Query Automation for Systematic Reviews

PhD Thesis, School of Information Technology and Electrical Engineering, The University of Queensland

This thesis explores and investigates query automation methods and tools to support more effective study retrieval for the creation of medical systematic reviews. A systematic review is a synthesis of very high-quality medical studies with a stringent protocol to guide creation with minimal bias and error. Modern medicine practice and healthcare policies rely heavily on systematic reviews in order to make decisions on the best available evidence.

Systematic review creation is often highly time-intensive and costly. Thus there has been much attention to attempt to automate phases in the creation of a systematic review. In this context, the definition of automation is the encoding of manual tasks into computational procedures. Existing automation research has primarily focused on the phase concerned with the critical appraisal of studies. Prior research has attempted to automate this appraisal phase by, for example, simulating human appraisal, (re-)ranking the retrieved studies, and classifying relevant studies, among others. A major drawback of these approaches is that they all rely on the initial search’s retrieval effectiveness, which is contingent on the query’s quality. We follow a fresh, new direction of research by investigating methods for query automation.

In investigating automatic methods for building effective queries for systematic review creation, this thesis develops three main areas of enquiry: (i) query formulation: the development of Boolean queries suitable for systematic review literature search, (ii) query refinement: the iterative process of improving the search effectiveness of a Boolean query suitable for systematic review literature search, and (iii) query exploitation: the application of methods to Boolean queries in order to improve systematic review literature search effectiveness. For each of these query automation areas, this thesis devises computational methods as well as practical tools.

This thesis makes contributions across three main areas of enquiry.
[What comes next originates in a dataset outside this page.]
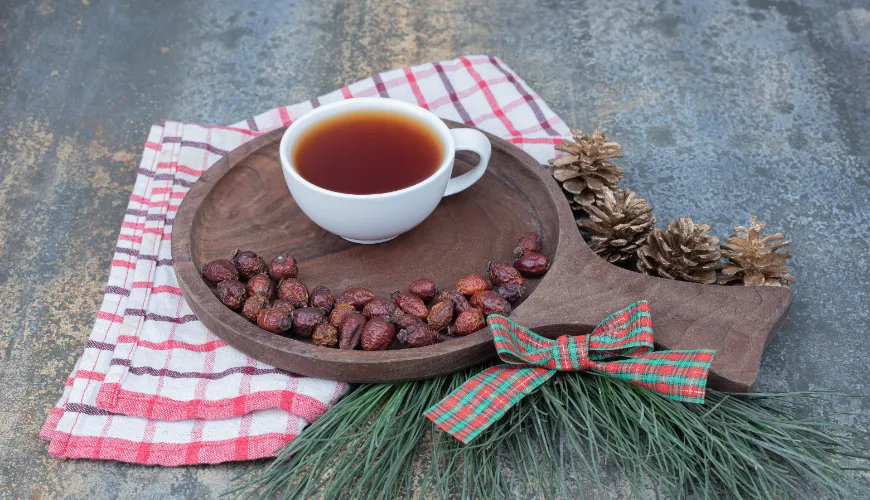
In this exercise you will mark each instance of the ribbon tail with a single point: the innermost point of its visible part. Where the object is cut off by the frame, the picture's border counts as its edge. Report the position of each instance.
(483, 399)
(677, 375)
They comprise of: (i) computational adaptations of human query formulation methodologies to support the automatic development of complex Boolean queries for systematic review literature search, and practical tools built upon them, (ii) a framework for the generation and identification of more effective query variations to support the automatic refinement of high-quality Boolean queries used in systematic review literature search, as well as tools built upon them, and (iii) methods to exploit intrinsic characteristics of Boolean queries in order to improve the retrieval effectiveness of systematic review literature search. We found that for each of these inquiry areas, query automation was able to improve search effectiveness, reducing the amount of time necessary to create systematic reviews.